Rosario Bentivegna quella sera di un mese fa nella sala delle Protomoteca in Campidoglio. Tendeva l’orecchio agli interventi di Lutz Klinkhammer, di Vittorio Vidotto, di Walter Veltroni. Gli sfuggiva qualche parola, non il senso delle cose che ancora nel 2012 doveva ripetere per difendersi dalle accuse di chi ha sempre cercato di rovesciare la colpa scaricandola sulle vittime. Accusare i parrtigiani per non parlar troppo male degli aguzzini, rovesciare le parti, il vecchio metodo piuttosto schifoso di addossare ai giovani coraggiosi di allora responsabilità che non hanno mai avuto.

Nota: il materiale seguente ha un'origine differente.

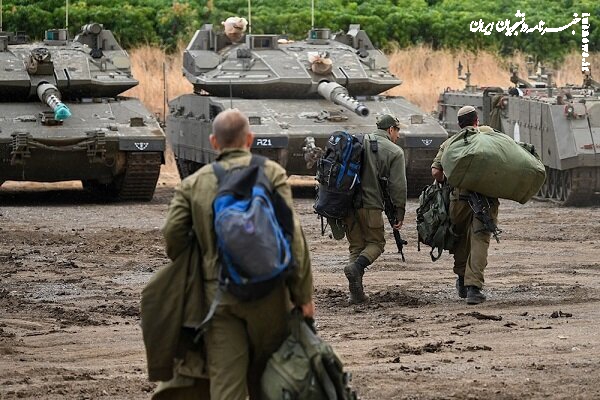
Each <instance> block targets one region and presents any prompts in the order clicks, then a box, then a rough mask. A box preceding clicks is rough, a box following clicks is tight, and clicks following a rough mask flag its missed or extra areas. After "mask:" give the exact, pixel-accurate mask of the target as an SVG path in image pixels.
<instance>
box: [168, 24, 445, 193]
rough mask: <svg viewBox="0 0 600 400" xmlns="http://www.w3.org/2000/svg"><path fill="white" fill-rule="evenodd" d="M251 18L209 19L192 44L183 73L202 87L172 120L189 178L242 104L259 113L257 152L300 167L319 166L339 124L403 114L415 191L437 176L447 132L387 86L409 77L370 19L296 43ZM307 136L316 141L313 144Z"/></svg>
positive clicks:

Bentivegna era contento di aver vinto poco tempo fa, nel 2010, una sua ultima battaglia processuale: era riuscito a far condannare Maurizio Belpietro, per un articolo uscito su “Il Giornale” il 18 agosto 2002 in cui erano state ripetute le solite accuse per via Rasella. Titolo? “Il marxista che pensava solo alla propreia vita”.
Con l’occasione insieme a tanti altri nomi di questa compagnia di giro esperta in falsificazioni – a far da clou come sempre il falso appello dei tedeschi ai partigiani a presentarsi – Rosario Bentivegna aveva ricordato brevemente anche Bruno Vespa, che è oggetto nel suo libro appena uscito “Senza fare di necessità virtù” di una corposa digressione, sempre basata sulla solita falsificazione.
“Nel suo ponderoso volume Storia d’Italia, da Mussolini a Berlusconi – ha scritto Bentivegna – si tornava a parlare di me come di un giovane terrorista ribelle, esasperato dal fanatismo comunista, che aveva preso di testa sua l’iniziativa di “fare esplodere due bombe in via Rasella (….) mentre passava una compagnia del battaglione altoatesino Bozen” causando “la rappresaglia tedesca (che) fu oltremodo feroce…”.
Prosegue Bentivegna: “E come al solito mi si accusava di non essermi “consegnato ai nazisti per risparmiare la vita di centinaia di innocenti”, nonostante “l’avvertimento scritto sui manifesti fatti affiggere dal comando tedesco”. (pagina 21 del libro di Vespa, Milano, 2004).
Un falso variamente ripetuto, ora parlando di manifesti, ora di appelli radio, ora di inviti pubblici, smentito dai fatti: tra l’attentato e l’eccidio alle Fosse Ardeatine passarono solo 22 ore, non ci fu materialmente il tempo per simili iniziative. Ma Vespa scrive lo stesso dei manifesti inesistenti.
Bentivegna aveva raccontato un mese fa in Campidoglio di aver intavolato uno scambio di lettere col Vespa, al termine del quale Vespa ha così cambiato la frase “nonostante l’avvertimento scritto sui manifesti fatti affiggere dal comando tedesco…” con la frase “nonostante la certezza della rappresaglia”. Aveva poi ricordato però che Vespa è tornato comunque all’attacco nel 2006 ricordando che i soldati del battaglione Bozen erano in realtà degli italiani padri di famiglia…
La sera della presentazione del suo libro, alla fine a me che moderavo l’incontro, Bentivegna disse: “Peccato che stasera non ci fosse Carla…”. Carla è Carla Capponi, scomparsa qualche anno, compagna di Bentivegna nei gap e anche per un lungo periodo moglie nella loro vita in comune. Restano di lei le parole molto nette scritte nel bel libro “Con cuore di donna” (basta rileggersi come entrò nei gap), di Rosario ci rimane ora questo bel libro in cui ha ricostruito tante storie a partire da quella della sua famiglia siciliana (un antenato fu ad Aspromonte con Garibaldi), un testo che costituisce un punto di approdo molto solido e autorevole in tempi di derive revisioniste. Di fronte alle quali Bentivegna diceva: “Se pensano di farmi paura…”. Inciso: in quei tempi in cui ci si muoveva in bicicletta quanto tempo era occorso per spingere quel carrettino fino a via Rasella passando per tutto il centro? Sorriso di Bentivegna: “Mi pare un’oretta…”. Un’ora a spasso per Roma, tra nugoli di tedeschi, travestito da netturbino, con un carretto che Giulio Cortini aveva imbottito di dinamite, così si era mosso il ventiduenne Rosario Bentivegna deetto Sasà, allora Paolo.